U.S. Can Conceal Records on Violence in Guatemala

(CN) - The federal government has no duty to release records on the violence that a group of individuals or their loved ones suffered in Guatemala in the 1970s and 1980s, the D.C. Circuit ruled. The court backed the government's claim that the documents are exempt from disclosure under the Freedom of Information Act.

The petitioners individually sought records on past incidents of violence, including a fatal plane crash in 1976, the abduction and disappearance of family members in 1981, and the 1983 murder of one petitioner's father in Guatemala.

The National Security Agency and the CIA withheld part or all of the requested records under two FOIA exemptions.

The first exemption protects national security or foreign policy secrets, while the other covers records "specifically exempted from disclosure by statute."

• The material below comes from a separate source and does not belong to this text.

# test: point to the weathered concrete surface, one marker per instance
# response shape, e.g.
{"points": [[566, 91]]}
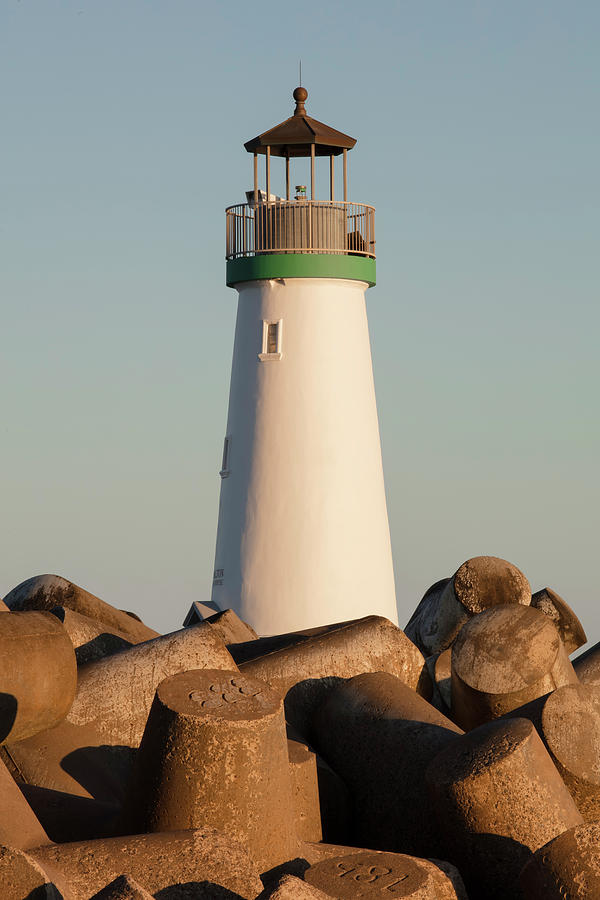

Government agencies can also refuse to confirm or deny the existence of certain records, known as the Glomar response - a tactic the government used with some of the petitioners.

The district court upheld the records as exempt from disclosure, and the federal appeals court in Washington, D.C., agreed.

"The court concluded, and we agree, that the agencies' affidavits standing alone were sufficiently specific to place the challenged documents within the exemption categories," Judge Sentelle wrote, "and the plaintiffs did not contest the contents of the withholdings or present any evidence contradicting the affidavits or suggesting bad faith."